Spectacular whale-watching viewpoint breaks ground in Norway

16 June 2025
Credit: MIR/Dorte Mandrup
  • MIR/Dorte Mandrup
  • MIR/Dorte Mandrup
  • MIR/Dorte Mandrup
  • MIR/Dorte Mandrup
  • MIR/Dorte Mandrup
ARCHITECT

Dorte Mandrup

LOCATION

Andøya

Norway

Construction begins for long-awaited marine life exhibition centre

Following years of planning, a whale-watching viewpoint and exhibition centre designed by Dorte Mandrup has broken ground, with construction now underway. The waters surrounding the island of Andøya in Norway serve as crucial feeding grounds along the whales’ annual migration routes, making it one of the best places to witness these magnificent creatures up close. Once complete, the long-awaited attraction will exhibit, communicate, and celebrate the life of whales and their relationship with humans.
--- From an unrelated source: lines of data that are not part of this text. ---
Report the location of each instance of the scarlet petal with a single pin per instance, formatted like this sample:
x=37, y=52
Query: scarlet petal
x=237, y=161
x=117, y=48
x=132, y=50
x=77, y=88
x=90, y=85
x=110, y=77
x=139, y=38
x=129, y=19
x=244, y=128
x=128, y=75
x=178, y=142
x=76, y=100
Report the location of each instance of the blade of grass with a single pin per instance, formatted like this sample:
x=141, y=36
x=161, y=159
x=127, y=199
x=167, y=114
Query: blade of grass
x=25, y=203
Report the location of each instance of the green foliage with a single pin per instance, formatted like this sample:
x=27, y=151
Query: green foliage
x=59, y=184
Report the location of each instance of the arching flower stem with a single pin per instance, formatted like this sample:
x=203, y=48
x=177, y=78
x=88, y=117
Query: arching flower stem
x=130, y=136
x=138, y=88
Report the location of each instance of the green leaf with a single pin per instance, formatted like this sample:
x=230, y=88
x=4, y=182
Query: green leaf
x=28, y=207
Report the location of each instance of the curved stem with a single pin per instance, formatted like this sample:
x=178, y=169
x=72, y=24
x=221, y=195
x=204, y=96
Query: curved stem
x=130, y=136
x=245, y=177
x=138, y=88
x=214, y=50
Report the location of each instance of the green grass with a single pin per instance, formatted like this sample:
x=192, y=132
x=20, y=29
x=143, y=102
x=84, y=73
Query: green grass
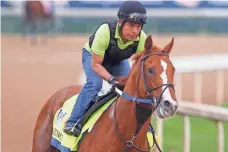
x=203, y=135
Dorte Mandrup won the competition to design The Whale in 2019. Positioned at the ocean’s edge, the surrounding landscape has influenced the architecture. The building rises like a soft hill, forming a sheltered cavity beneath, almost as if someone had made an incision into the crust of the earth and lifted it up. The surface of the roof is covered with natural, unworked stones from the area, with large windows opening up towards the archipelago. Visitors are invited to walk across the single concrete shell that makes up the roof, which features an aerodynamic shape that mitigates against negative turbulence effects and snow build-up. Its parabolic form transmits the structure’s forces to three support points in the corners, making it possible to create a large, inner column-free room underneath.  
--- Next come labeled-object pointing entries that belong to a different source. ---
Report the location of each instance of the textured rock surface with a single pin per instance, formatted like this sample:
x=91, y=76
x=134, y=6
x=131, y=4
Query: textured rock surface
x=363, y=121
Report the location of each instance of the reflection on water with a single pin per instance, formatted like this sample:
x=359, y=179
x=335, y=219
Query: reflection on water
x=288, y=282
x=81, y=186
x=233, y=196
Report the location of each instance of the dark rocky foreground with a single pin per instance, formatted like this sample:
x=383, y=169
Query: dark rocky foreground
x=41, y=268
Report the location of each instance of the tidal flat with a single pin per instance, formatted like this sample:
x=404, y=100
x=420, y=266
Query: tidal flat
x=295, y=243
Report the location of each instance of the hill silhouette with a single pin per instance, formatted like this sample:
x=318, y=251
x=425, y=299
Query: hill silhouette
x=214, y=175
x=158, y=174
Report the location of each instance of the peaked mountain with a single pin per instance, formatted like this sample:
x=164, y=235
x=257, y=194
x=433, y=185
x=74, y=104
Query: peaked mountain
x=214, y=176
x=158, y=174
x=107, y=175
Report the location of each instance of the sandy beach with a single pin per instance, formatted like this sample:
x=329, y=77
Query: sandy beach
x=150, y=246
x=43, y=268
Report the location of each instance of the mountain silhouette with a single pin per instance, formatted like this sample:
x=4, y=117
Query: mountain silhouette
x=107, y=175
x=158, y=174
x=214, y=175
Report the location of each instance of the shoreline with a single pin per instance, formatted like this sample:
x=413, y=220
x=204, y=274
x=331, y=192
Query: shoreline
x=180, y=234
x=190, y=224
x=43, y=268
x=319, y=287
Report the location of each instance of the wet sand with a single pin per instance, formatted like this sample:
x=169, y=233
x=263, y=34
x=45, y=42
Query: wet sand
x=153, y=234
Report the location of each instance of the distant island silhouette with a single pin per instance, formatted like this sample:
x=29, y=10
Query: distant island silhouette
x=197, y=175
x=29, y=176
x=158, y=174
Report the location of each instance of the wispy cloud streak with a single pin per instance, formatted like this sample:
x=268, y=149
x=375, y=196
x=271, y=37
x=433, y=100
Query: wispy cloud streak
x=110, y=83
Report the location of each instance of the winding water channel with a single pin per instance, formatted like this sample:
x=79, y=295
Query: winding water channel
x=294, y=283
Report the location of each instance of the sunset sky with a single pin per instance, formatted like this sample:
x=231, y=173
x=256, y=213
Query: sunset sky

Inside, a large space opens naturally towards the mountains and the sea. A long horizontal view of the mountains and archipelago creates a direct visual connection between the surroundings and the exhibition, which is underlined by the rocks entering the building in multiple places. 

Kasper Pilemand, partner & head of projects at Dorte Mandrup, stated: “It is incredibly rewarding to have reached this point. The journey has been long, and the commitment from the local community and the team behind The Whale has been awe-inspiring and essential in reaching this milestone. Together with the rest of the team, we look forward to bringing this extraordinary project to life and, through it, contributing to a deeper understanding of whales and the urgent need to preserve marine life.”

The Whale is scheduled to open by summer 2027.